Première vibration pour "La huitième vibration" de Carlo Lucarelli !
Je vous l’avoue : j’ai pensé arrêter ma lecture de ce livre au moins cinq fois. Quelle erreur j’aurais faite ! C’était seulement une question d’attitude, d’attente
ou même de façon de lire. Si je n’avais pas compris l’invitation que me faisait l’auteur, j’aurais passé à côté d’un excellent livre et surtout, je n’aurais pas eu la chance d’apprécier, jusqu’au
bout, un romancier qu’il me tarde de mieux connaître.
Commençons donc par mon désenchantement ! La lecture de la 4e de couverture m’avait complètement séduit. Une galerie de personnages tout aussi loufoques les uns que
les autres, un petit village africain envahi par des Italiens colonisateurs, des Africains résignés (??), une mi-sorcière et une petite fille qui danse inlassablement dans un climat d’histoires
d’amour, de trahison et de préparation d’une guerre, gagnée d’avance. Il n’y avait qu’un pas à faire pour penser se retrouver dans le réalisme magique des sud-américains ... Oh que non
!!!
Les premiers chapitres nous plongent dans cette atmosphère chaude et humide de l’Afrique orientale.
Tout le monde sue ... le lecteur, aussi. L’ensemble des personnages nous est présenté à tour de rôle, en action, en histoire ... et en photographie. On arrive
difficilement à faire des liens entre les différents chapitres, entre les personnages et l’action qui se déroule. Je cherchais l’histoire, je devais me laisser bercer par les histoires. Plus
tard, au courant de notre lecture, on comprend toute l’importance de cette présentation de personnages dans les premières pages du livre.
Page 99 ! Je referme le livre en me disant que j’avais fait tous les efforts; l’auteur m’avait perdu ! Je repose le livre et comme d’habitude: REMORDS.

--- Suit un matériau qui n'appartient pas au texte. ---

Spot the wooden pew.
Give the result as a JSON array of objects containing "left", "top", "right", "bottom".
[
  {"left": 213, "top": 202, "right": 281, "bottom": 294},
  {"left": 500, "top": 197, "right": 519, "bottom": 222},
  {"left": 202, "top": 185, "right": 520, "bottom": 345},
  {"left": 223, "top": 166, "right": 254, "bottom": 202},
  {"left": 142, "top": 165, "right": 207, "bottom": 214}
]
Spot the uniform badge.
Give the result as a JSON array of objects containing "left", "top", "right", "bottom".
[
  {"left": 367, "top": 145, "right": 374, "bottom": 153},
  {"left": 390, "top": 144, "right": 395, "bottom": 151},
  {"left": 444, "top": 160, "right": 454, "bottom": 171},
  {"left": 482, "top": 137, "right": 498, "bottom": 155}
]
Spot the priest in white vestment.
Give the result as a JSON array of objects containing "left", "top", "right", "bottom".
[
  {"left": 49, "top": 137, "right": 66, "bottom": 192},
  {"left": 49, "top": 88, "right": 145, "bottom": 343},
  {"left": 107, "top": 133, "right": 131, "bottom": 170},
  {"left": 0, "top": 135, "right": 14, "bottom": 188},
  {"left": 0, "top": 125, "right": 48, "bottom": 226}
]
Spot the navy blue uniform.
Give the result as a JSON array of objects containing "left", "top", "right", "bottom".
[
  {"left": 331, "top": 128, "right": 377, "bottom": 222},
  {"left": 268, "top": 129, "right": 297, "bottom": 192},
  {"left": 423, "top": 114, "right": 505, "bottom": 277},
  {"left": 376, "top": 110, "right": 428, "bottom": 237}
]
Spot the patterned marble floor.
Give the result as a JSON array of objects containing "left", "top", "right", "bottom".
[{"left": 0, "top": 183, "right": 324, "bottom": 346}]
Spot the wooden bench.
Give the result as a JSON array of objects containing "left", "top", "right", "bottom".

Je lui laisse une dernière chance.
Page 100 ! Un personnage prend l’autre par la main: «Pour l’amener chez lui, le zaptiè l’avait pris par la main ... puis il s’était rappelé que c’est ainsi
qu’on fait à Massaoua, jeunes et vieux marchent dans la rue, doigts emmêlés, comme les enfants ...» Voilà, j’avais trouvé le mode d’emploi de ce roman. me laisser prendre par la main,
marcher dans ce village en regardant les gens vivre, en entrant dans les maisons, les salons ... et les chambres, en épiant les militaires préparant cette guerre inévitable, en souriant de
l’incompétence, de la désorganisation et de la malhonnêteté de certains dirigeants et même, parfois, en assistant à certains ébats amoureux licites ou illicites.

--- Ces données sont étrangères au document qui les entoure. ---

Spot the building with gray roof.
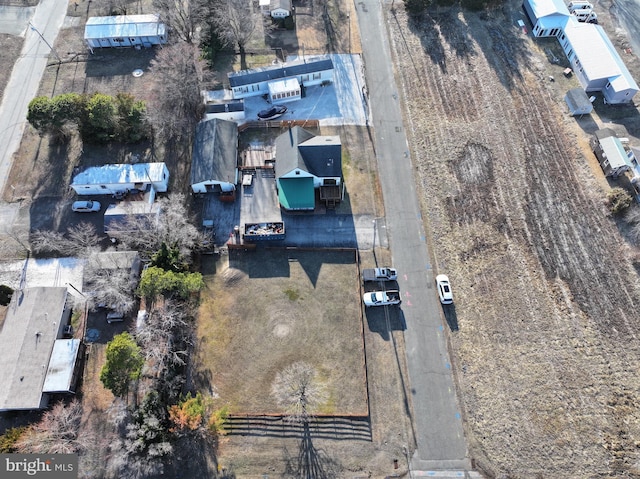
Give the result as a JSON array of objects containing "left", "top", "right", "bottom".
[
  {"left": 275, "top": 127, "right": 343, "bottom": 210},
  {"left": 191, "top": 119, "right": 239, "bottom": 194},
  {"left": 0, "top": 287, "right": 77, "bottom": 411}
]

En me laissant guider par ce plaisir de voyeur, en me promenant, de chapitre en chapitre, en découvrant chaque personnage pour ce qu’il est, en suivant les
événements, un par un, sans chercher à faire de liens et même, en me faisant ami avec certains d’entre eux, je me suis laissé porter par un bonheur de lecture bien particulier ... que je
recommande sans réserve.
Oui quand même ... pas une réserve mais un avertissement: Commencez votre lecture en vous disant que chaque chaque chapitre, chaque personnage est un roman en soi.

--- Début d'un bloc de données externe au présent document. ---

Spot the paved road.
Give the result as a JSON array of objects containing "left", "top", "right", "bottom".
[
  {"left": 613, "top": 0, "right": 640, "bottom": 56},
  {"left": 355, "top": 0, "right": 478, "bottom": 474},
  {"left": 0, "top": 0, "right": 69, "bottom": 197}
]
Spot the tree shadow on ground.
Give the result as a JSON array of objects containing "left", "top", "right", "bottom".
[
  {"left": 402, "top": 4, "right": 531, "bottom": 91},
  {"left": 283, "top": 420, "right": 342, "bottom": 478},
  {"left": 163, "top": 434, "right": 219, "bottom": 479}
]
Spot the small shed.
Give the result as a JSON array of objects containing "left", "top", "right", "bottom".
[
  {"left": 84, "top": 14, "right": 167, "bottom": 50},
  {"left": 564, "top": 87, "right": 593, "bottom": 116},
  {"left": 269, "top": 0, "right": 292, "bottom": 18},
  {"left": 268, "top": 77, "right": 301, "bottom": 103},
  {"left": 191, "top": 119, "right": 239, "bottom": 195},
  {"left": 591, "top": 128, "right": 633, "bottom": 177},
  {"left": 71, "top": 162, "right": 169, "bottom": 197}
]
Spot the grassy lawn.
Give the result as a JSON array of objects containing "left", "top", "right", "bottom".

Puis, à un moment donné, vous vous rendrez compte qu’il y a un fil conducteur, une trame qui tisse un lien entre chacun ces personnages. Oui, oui, laissez-vous porter par la beauté de Aïcha, les
amours de Cristina, l’éloquence des silences de Sciortino, Serra, un carabinier prêt à «tout» pour arrêter un tueur d’enfants, le discours politique de Pasolini qui combat complètement nu pour ne
pas s’identifier à l’armée et à la guerre, les rêves économiques de Léo, les préparatifs militaires du lieutenant Amara et du capitaine Branciamore. Et tout cela, dans la chaleur prégnante du
village de Massaoua.
Pour ma part, j’ai adoré le personnage de Pasquale Sciortino, soldat, bègue et un peu niais mais qui manifeste une tendresse toute particulière à son petit plan de
fèves et à la femme qu’il aime. « ...il fit un rêve érotique comme il en faisait, beaucoup d’imagination et peu de souvenirs, car Sciortino ne l’avait pas encore fait avec personne,
jamais, pas même aux pâturages, avec les brebis.»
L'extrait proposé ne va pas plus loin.